There are two conditions that can be difficult in which to make investments. The first is during scenarios like 2008-2009, when investors must ignore recency bias and declines in their own net worth to continue reinvesting and apply fresh cash to attractive opportunities. Under this scenario, the difficulty is entirely psychological: You must convince yourself that now is the right time to buy.

During 2015 conditions, the difficulty is quite different. Many investors seem quite willing to buy, but the difficult point is figuring out what to buy. Leon Cooperman puts it well. To get returns equal to the 10% that we historically expect, we either need to find companies trading at cheap valuations that offer equal growth to the S&P 500 as a whole, or we need to find companies with superior growth than the S&P 500 where the growth projections exceed any valuation premium between the stock and a typical S&P 500 company.

My preferred response? Go British. Look to the likes of BP, BHP Billiton, GlaxoSmithKline, and Diageo. The first two have much favorable valuations compared to the S&P 500, Glaxo has a bit better valuation and better total return prospects when considering the dividend, and Diageo is one of those opportunities to buy a “wonderful company at a fair price” as you get a high probability of 3% dividends and 8% earnings per share growth from one of the best companies in the alcohol sector.
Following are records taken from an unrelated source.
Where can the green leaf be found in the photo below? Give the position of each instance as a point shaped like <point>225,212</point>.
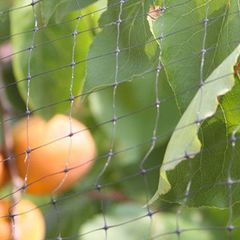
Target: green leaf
<point>49,54</point>
<point>136,72</point>
<point>182,33</point>
<point>62,7</point>
<point>184,142</point>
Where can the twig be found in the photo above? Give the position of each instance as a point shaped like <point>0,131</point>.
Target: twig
<point>7,142</point>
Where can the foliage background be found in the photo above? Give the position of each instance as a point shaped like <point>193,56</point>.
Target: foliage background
<point>186,33</point>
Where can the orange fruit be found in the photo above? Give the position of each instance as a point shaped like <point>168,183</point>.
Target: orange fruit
<point>52,151</point>
<point>29,221</point>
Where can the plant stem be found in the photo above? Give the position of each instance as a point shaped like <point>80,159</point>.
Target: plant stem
<point>7,142</point>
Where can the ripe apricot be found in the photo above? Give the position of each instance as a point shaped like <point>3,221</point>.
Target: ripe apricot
<point>28,220</point>
<point>52,150</point>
The other alternative is to remain in America and look at great companies with beaten down valuations like Exxon and Chevron, or try to figure out whether the valuation premium of companies like Visa and Nike will still lead to market-beating returns because the earnings growth may prove superior to the eventual P/E compression so that overpaying for those companies still ends up beating the S&P 500. The latter strategy comes with greater risk of justified capital impairment if earnings disappoint, but it can still end up beating the Chevron and Exxon examples if you are dead right (look at the riches created by paying a high premium for Starbucks in the late 1990s).

Truly lucrative investing is about trying to find a favorable relationship between minimal capital deployed and outsized returns generated by compounding. My guess is that people investing in S&P 500 Index funds today will see $100 turn into $180-$200 within ten years. That is the kind of thing that will help you move forward, and increase purchasing power, but it is not a ripe situation for creating gaping strides in your financial situation.

Bogle puts it well, implicitly suggesting that investors will be mildly disappointed with their investment returns over the next ten years when compared to historical results. And Cooperman’s characterization explains why that is the case, and provides a thought process that can aid in trying to achieve gains in the 10% range. Looking for high-caliber companies that are cheaper than the S&P 500 due to temporary problems, or finding companies with high probabilities of superior growth and only modest premiums seems to be the best way of getting there.

The good news is that it only takes one investment opportunity to occupy your fresh cash, and it is certainly doable to find companies that will get you to that 10% point. The S&P 500 may not do it from 2015-2025, but the few gems at fair prices out there like Diageo are all that it takes to keep you moving forward at a jogging rather than power-walking pace.

Originally posted 2015-08-13 19:25:34.